ADNAN OKTAR’IN KANALINA CEZA
Üst Kurul ayrıca, dini konularda kendini rol model olarak sunan ve kamuoyunda “Adnan Hoca” olarak tanınan Adnan Oktar’ın sahibi olduğu, dini içeriği bulunduğu iddia edilen bir programda dansöz oynatılması üzerine A9 kanalına para cezası uygulandı.
Ceza, 6112 sayılı Kanun’un 8’inci maddesindeki “Toplumun milli ve manevi değerlerine, genel ahlaka ve ailenin korunması ilkesine aykırı olamaz.” ve “…çocuk ve gençlerin fiziksel, zihinsel veya ahlaki gelişimine zarar verebilecek türde içerik taşıyan programlar bunların izleyebileceği zaman dilimlerinde ve koruyucu sembol kullanılmadan yayınlanamaz.” ilkelerini ihlalden verildi.
Adnan Oktar Kimdir
Adnan Oktar ve ekibinin ABD’de bilim çevrelerinde itibarı olmayan IRC (İnstitute for Creation Research) tipi yaratılışçılık ve sonrasında geliştirilen “akıllı tasarım” akımları ile bağlantılı olduğu ve referans vermese de onlardan kopya aldığı ifade edilmektedir.
Adnan Oktar’ın Harun Yahya takma ismiyle yazıp ilim çevrelerine ve değişik ülkelere gönderdiği kitaplarında başvurduğu yöntemler ve değerlendirmeler akademisyenler tarafından tepki çekmektedir;
Hacettepe Üniversitesi Biyoloji Bölümü Öğretim Üyesi Doç.
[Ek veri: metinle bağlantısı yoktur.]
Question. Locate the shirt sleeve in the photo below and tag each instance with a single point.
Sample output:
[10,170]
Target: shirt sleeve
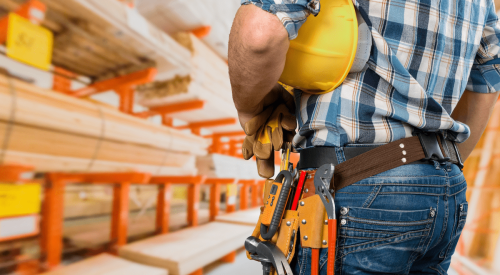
[485,73]
[292,13]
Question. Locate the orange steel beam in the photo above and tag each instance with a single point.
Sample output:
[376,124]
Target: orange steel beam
[13,173]
[201,31]
[126,81]
[209,123]
[119,221]
[52,208]
[214,201]
[173,108]
[193,202]
[163,208]
[32,10]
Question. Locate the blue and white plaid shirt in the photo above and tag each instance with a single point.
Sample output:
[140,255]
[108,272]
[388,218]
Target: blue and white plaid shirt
[425,53]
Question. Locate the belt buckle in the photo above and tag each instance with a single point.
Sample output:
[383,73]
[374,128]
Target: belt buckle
[430,144]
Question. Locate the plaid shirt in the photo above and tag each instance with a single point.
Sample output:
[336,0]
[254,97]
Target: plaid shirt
[425,53]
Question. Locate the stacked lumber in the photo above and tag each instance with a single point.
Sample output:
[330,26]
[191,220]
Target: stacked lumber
[106,264]
[222,166]
[105,38]
[186,251]
[55,132]
[208,81]
[177,15]
[481,170]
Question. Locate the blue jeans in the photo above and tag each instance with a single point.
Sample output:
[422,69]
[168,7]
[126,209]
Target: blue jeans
[403,221]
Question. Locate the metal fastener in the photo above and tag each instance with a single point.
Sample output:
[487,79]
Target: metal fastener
[344,210]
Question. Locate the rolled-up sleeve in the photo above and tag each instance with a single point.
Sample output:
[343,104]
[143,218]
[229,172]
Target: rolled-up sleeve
[485,73]
[292,13]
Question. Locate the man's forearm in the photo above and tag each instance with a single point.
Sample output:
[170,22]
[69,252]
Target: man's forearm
[257,51]
[474,109]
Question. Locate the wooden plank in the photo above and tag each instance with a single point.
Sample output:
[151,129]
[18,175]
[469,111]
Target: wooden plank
[185,251]
[106,264]
[244,217]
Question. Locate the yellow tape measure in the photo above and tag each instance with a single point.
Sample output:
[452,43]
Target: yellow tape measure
[29,43]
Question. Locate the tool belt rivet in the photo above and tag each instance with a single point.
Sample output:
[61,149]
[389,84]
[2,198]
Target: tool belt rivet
[344,211]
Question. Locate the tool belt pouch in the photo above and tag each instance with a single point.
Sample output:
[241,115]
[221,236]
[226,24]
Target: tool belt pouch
[256,231]
[312,223]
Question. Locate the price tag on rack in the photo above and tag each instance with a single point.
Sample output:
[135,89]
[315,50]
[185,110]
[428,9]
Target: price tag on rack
[29,43]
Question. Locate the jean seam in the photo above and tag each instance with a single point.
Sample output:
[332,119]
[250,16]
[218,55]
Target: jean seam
[368,202]
[368,248]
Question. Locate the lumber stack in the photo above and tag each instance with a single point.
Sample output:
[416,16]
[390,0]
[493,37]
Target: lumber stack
[105,38]
[55,132]
[106,264]
[177,15]
[208,81]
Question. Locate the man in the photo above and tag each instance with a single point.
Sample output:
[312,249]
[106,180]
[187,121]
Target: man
[433,67]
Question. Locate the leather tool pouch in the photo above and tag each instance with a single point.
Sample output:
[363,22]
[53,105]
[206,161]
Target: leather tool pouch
[312,225]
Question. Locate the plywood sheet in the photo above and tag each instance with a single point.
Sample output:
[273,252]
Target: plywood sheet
[185,251]
[105,264]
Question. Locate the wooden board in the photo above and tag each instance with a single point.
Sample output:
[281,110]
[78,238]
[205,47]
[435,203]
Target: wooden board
[106,264]
[185,251]
[244,217]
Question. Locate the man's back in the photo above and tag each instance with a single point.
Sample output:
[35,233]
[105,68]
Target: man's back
[419,66]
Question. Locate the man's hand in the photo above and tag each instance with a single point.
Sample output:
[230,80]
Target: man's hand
[474,109]
[257,51]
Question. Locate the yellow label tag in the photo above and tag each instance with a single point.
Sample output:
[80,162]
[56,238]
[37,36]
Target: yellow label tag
[29,43]
[19,199]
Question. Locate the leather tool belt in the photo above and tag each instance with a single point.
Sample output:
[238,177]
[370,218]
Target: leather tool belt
[364,162]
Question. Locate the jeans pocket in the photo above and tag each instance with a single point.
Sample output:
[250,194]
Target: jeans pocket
[376,240]
[457,231]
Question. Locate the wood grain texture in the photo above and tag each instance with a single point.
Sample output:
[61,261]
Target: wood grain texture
[244,217]
[106,264]
[185,251]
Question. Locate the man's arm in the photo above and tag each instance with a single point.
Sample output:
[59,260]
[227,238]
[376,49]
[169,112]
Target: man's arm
[258,44]
[474,109]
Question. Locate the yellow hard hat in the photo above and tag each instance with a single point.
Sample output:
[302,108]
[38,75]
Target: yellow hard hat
[320,58]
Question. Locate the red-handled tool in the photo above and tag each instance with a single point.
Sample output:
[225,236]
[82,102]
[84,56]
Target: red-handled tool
[322,179]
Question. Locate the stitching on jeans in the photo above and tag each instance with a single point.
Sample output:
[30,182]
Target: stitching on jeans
[388,223]
[372,197]
[386,239]
[368,248]
[395,235]
[433,268]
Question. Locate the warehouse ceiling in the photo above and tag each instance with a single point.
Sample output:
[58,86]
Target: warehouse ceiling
[180,15]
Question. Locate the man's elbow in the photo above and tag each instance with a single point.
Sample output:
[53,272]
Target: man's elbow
[257,31]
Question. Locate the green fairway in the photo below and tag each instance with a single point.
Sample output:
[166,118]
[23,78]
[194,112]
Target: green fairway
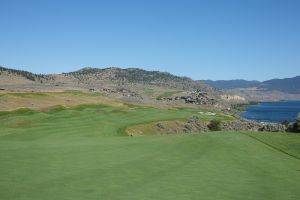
[83,153]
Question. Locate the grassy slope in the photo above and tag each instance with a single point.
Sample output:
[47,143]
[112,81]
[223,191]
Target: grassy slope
[70,154]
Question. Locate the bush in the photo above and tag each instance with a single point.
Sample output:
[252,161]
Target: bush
[214,125]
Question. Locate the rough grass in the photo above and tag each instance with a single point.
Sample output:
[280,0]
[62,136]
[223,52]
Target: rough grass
[168,94]
[80,153]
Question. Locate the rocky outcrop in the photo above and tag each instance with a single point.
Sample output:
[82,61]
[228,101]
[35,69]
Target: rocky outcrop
[251,126]
[295,127]
[194,124]
[197,97]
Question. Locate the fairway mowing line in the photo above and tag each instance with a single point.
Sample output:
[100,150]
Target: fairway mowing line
[273,147]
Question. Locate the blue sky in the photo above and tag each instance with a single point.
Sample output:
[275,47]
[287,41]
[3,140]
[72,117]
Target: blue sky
[202,39]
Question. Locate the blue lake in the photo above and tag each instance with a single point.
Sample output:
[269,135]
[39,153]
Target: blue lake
[273,111]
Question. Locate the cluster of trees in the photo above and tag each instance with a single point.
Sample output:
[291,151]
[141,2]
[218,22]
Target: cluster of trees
[293,127]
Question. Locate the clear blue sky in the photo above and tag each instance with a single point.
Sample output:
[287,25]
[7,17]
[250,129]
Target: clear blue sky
[203,39]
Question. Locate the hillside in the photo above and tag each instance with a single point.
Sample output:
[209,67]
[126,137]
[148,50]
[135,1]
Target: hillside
[78,154]
[132,85]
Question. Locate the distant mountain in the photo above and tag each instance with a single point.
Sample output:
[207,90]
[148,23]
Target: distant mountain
[101,77]
[232,84]
[286,85]
[289,85]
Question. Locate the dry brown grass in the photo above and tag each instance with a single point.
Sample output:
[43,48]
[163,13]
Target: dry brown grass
[44,101]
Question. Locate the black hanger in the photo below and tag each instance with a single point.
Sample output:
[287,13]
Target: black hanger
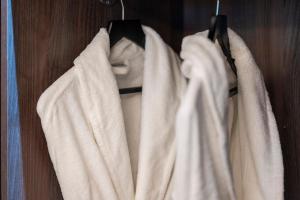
[218,31]
[130,29]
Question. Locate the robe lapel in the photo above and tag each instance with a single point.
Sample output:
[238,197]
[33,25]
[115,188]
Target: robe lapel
[163,85]
[162,88]
[106,118]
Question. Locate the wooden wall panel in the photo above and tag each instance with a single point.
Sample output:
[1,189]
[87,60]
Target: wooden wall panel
[271,29]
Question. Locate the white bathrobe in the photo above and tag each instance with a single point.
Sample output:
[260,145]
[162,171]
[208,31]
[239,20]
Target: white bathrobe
[227,148]
[107,147]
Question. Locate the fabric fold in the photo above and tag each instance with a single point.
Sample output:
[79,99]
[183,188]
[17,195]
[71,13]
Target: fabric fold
[85,121]
[236,155]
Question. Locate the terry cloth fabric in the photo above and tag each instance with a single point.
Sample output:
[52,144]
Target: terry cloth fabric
[106,146]
[226,148]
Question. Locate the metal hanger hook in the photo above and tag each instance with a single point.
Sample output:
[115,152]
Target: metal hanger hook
[123,10]
[218,8]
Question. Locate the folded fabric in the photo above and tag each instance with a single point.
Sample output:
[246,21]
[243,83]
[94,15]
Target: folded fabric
[226,148]
[106,146]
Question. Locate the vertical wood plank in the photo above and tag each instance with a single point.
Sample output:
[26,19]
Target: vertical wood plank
[15,165]
[3,99]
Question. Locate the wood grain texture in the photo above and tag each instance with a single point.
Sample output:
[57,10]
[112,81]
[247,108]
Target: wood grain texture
[49,35]
[271,29]
[3,100]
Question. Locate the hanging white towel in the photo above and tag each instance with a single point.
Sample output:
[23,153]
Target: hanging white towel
[226,148]
[105,146]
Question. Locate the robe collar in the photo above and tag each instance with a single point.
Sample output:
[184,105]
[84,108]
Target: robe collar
[163,86]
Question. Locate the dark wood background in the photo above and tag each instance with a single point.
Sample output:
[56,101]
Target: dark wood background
[49,34]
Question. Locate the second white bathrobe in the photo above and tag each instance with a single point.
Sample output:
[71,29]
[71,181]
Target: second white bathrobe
[227,148]
[107,147]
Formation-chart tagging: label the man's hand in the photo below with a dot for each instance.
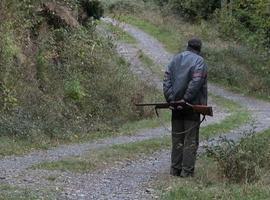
(179, 107)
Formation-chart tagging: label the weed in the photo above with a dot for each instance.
(241, 162)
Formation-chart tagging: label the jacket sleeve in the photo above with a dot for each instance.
(167, 83)
(198, 77)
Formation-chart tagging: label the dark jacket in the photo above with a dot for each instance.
(186, 78)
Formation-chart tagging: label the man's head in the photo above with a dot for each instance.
(195, 44)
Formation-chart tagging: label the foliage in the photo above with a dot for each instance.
(241, 162)
(93, 8)
(192, 9)
(58, 81)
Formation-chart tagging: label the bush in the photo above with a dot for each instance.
(194, 9)
(60, 81)
(122, 6)
(93, 8)
(241, 162)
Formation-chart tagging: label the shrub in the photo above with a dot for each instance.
(194, 9)
(93, 8)
(241, 162)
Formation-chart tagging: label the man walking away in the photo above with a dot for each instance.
(185, 80)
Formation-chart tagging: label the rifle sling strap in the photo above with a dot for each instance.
(179, 133)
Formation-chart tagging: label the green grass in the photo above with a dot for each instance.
(119, 34)
(98, 159)
(238, 116)
(208, 184)
(106, 157)
(149, 63)
(232, 65)
(169, 38)
(8, 192)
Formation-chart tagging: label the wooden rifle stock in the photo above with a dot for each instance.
(202, 109)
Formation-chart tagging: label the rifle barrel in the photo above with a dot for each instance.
(202, 109)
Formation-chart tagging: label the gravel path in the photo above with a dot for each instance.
(130, 179)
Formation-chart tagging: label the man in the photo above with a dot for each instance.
(185, 81)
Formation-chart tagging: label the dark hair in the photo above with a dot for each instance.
(195, 44)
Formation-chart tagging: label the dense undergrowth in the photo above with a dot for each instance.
(239, 171)
(239, 63)
(59, 79)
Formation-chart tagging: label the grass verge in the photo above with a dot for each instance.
(8, 192)
(232, 65)
(149, 63)
(238, 117)
(106, 157)
(166, 36)
(119, 34)
(98, 159)
(208, 184)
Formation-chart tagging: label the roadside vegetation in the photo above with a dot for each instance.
(236, 45)
(230, 171)
(8, 192)
(61, 80)
(117, 154)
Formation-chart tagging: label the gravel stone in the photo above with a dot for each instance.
(128, 179)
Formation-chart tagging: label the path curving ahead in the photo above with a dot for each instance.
(130, 179)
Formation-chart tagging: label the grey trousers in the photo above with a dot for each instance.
(184, 146)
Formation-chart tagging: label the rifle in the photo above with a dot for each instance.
(202, 109)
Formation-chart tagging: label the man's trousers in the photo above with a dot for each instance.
(185, 142)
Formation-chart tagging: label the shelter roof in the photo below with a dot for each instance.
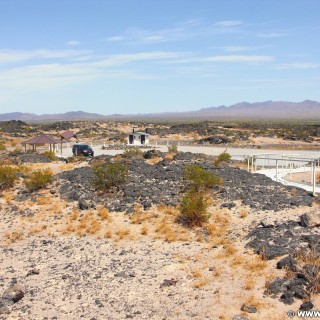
(68, 134)
(42, 139)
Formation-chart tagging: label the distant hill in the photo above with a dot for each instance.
(273, 110)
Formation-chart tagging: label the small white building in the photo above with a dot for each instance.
(137, 138)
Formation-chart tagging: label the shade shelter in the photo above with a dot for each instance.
(66, 136)
(41, 140)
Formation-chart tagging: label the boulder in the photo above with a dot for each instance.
(310, 219)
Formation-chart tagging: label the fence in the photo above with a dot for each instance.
(283, 168)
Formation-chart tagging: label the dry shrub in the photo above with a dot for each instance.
(201, 283)
(8, 176)
(194, 208)
(169, 210)
(154, 160)
(229, 249)
(218, 226)
(69, 228)
(108, 233)
(238, 261)
(109, 175)
(94, 226)
(75, 214)
(14, 236)
(310, 257)
(42, 200)
(37, 229)
(249, 283)
(8, 197)
(39, 179)
(166, 231)
(252, 300)
(256, 264)
(243, 213)
(216, 272)
(122, 232)
(144, 229)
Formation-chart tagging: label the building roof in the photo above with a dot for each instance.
(141, 133)
(42, 139)
(68, 134)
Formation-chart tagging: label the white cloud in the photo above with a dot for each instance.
(271, 35)
(115, 38)
(53, 75)
(229, 23)
(181, 31)
(12, 56)
(73, 43)
(242, 48)
(299, 65)
(238, 58)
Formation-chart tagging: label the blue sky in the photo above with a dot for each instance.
(140, 56)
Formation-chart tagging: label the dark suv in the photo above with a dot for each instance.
(82, 149)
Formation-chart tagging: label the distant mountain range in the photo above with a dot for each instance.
(273, 110)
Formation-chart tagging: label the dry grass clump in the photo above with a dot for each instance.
(75, 214)
(217, 228)
(249, 283)
(43, 200)
(256, 264)
(122, 232)
(144, 230)
(310, 258)
(154, 160)
(166, 230)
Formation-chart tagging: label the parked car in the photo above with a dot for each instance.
(82, 149)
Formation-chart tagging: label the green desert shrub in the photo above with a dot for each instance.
(8, 175)
(107, 175)
(51, 155)
(132, 153)
(39, 179)
(195, 202)
(194, 208)
(200, 179)
(172, 149)
(2, 146)
(16, 152)
(222, 158)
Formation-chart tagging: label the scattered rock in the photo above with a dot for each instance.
(308, 305)
(240, 317)
(288, 262)
(249, 309)
(13, 294)
(310, 219)
(168, 283)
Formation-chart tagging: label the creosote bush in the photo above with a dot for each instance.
(132, 153)
(2, 146)
(172, 149)
(194, 207)
(51, 155)
(107, 175)
(199, 178)
(8, 176)
(39, 179)
(195, 202)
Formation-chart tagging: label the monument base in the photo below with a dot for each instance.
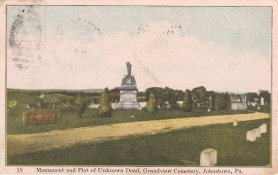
(128, 100)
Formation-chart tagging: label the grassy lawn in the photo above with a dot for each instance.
(180, 147)
(71, 119)
(90, 118)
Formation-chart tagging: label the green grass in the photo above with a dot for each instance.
(90, 118)
(182, 147)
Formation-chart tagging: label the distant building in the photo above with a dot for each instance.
(238, 101)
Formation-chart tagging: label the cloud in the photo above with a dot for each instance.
(160, 53)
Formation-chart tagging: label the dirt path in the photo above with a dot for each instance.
(22, 143)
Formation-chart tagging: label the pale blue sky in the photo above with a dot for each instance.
(225, 25)
(222, 48)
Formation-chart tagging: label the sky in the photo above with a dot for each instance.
(86, 47)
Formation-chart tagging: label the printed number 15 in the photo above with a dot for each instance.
(19, 170)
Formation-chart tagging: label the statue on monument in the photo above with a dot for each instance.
(128, 65)
(128, 91)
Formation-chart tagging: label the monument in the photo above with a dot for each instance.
(128, 91)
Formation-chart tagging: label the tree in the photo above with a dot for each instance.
(80, 105)
(200, 98)
(105, 109)
(151, 105)
(187, 101)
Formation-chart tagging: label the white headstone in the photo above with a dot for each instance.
(262, 101)
(208, 157)
(251, 136)
(258, 132)
(235, 122)
(263, 128)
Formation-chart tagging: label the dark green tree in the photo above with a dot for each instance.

Dr. Ergi Deniz Özsoy’un ifadeleri: “O atlasın içinde bilim insanlarının ya da bilim eğitimi alan insanların ciddiye alacağı hiçbir şey yok. Daha önce başka yerlerde yayınlanmış fosillerden özenle çekilmiş fotoğraflar var içindeki metinler son derece gülünç, herhangi bir bilimsel bilgi aktarmıyorlar.”
ODTÜ Biyoloji Bölümü Öğretim Üyesi Prof. Dr. Aykut Kence’nin ifadeleri: “Adnan Oktar’ın ne paleontoloji’de ne de biyoloji’de bu konularda söz söylemesine izin veren ne bir diploması ne de bir yetkinliği vardır. İçindeki desteksiz savları güzel resimlerle donatıp her tarafa dağıtmak bana en azından son derece gülünç geliyor.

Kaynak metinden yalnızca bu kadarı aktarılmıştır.